Closed dcbw closed 8 years ago
Looks good, although should this be validated by the node rather than the master? I guess if the master fails then the node won't ever be able to finish starting up, so having the master validate it will ensure that the node doesn't create the routing loop anyway.
Yes, This will handle node IP conflicts with cluster network for exiting subnets but we also need to handle one more case. We allow node IP changes. We watch for this change and when this happens, we recreate the subnet.
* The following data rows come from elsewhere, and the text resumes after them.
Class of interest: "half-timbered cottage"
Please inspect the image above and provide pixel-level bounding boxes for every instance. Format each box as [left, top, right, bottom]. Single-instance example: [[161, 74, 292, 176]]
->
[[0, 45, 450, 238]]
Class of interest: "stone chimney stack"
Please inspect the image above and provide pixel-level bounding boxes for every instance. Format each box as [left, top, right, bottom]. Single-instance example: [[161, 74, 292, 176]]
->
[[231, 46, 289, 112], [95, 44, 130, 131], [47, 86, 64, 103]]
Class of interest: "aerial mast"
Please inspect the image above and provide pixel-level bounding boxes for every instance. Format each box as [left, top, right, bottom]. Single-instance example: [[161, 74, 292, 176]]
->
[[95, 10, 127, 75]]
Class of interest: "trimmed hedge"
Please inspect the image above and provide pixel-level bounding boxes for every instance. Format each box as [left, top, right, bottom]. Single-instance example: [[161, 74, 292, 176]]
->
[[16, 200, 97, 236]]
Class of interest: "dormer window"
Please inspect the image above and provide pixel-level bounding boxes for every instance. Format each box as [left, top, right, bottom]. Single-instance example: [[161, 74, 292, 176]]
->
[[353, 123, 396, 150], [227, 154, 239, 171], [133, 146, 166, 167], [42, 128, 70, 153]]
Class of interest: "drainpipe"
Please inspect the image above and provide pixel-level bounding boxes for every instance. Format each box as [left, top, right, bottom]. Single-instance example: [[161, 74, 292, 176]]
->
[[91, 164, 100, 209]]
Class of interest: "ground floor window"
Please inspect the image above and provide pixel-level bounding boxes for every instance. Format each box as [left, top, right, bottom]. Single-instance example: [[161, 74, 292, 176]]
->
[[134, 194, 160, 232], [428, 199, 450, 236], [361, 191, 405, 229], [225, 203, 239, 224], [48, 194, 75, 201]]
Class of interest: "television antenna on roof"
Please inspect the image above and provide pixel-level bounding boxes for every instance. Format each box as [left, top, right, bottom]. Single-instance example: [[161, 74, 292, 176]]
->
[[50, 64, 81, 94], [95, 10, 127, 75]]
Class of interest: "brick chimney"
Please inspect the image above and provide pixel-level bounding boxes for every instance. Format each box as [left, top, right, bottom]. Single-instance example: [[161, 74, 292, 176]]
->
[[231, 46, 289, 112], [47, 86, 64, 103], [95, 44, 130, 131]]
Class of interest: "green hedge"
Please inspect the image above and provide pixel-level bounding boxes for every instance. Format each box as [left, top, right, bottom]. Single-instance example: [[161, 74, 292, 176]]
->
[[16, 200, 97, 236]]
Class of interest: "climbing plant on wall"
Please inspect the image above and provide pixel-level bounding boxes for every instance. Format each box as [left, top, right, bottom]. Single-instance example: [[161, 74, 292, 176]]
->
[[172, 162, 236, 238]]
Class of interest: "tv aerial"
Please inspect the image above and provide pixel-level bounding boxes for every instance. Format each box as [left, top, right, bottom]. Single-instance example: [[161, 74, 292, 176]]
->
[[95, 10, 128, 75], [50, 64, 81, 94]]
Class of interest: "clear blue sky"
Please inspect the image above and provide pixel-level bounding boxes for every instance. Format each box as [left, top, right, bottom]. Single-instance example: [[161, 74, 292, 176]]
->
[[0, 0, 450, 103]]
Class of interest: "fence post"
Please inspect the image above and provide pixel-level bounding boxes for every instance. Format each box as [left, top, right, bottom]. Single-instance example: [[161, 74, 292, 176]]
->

New subnet creation in this case should be only allowed if the new node IP doesn't conflict with cluster network.
Fixed it up so that node events are now checked for validity too.
LGTM
should this be validated by the node rather than the master?
dcbw realized later that the answer to this is probably "yes", because if the master exits immediately when the data in etcd is invalid, then you can't use "oc" to fix it.
I chose to do two sides to this. The master should warn about invalid Node IPs and refuse to create HostSubnet objects for them. The node should exit if its address is bad, and should ignore invalid HostSubnets from other nodes so we don't create flow rules for them.
@danwinship @marun repushed; now the Registry caches the clusterNetwork so we can get rid of oc.clusterNetwork.
And now broken up into separate commits for easier reviewing...
@pravisankar fixed your comment, PTAL
LGTM. Have you run origin's tests with this code yet?
Rest of the changes, LGTM
Reworked to address Ravi's comments.
@pravisankar PTAL
LGTM
@danwinship in passes extended tests in DIND at least.
LGTM
If a HostSubnet is edited or the node's IP address is changed such that the NodeIP is contained within its own SubnetCIDR, a routing loop will be created in the OVS bridge and cause a kernel panic by exhausing kernel stack space.
Prevent the cluster from starting when this happens by ensuring that the NodeIP is not contained within the cluster network CIDR.
https://bugzilla.redhat.com/show_bug.cgi?id=1295486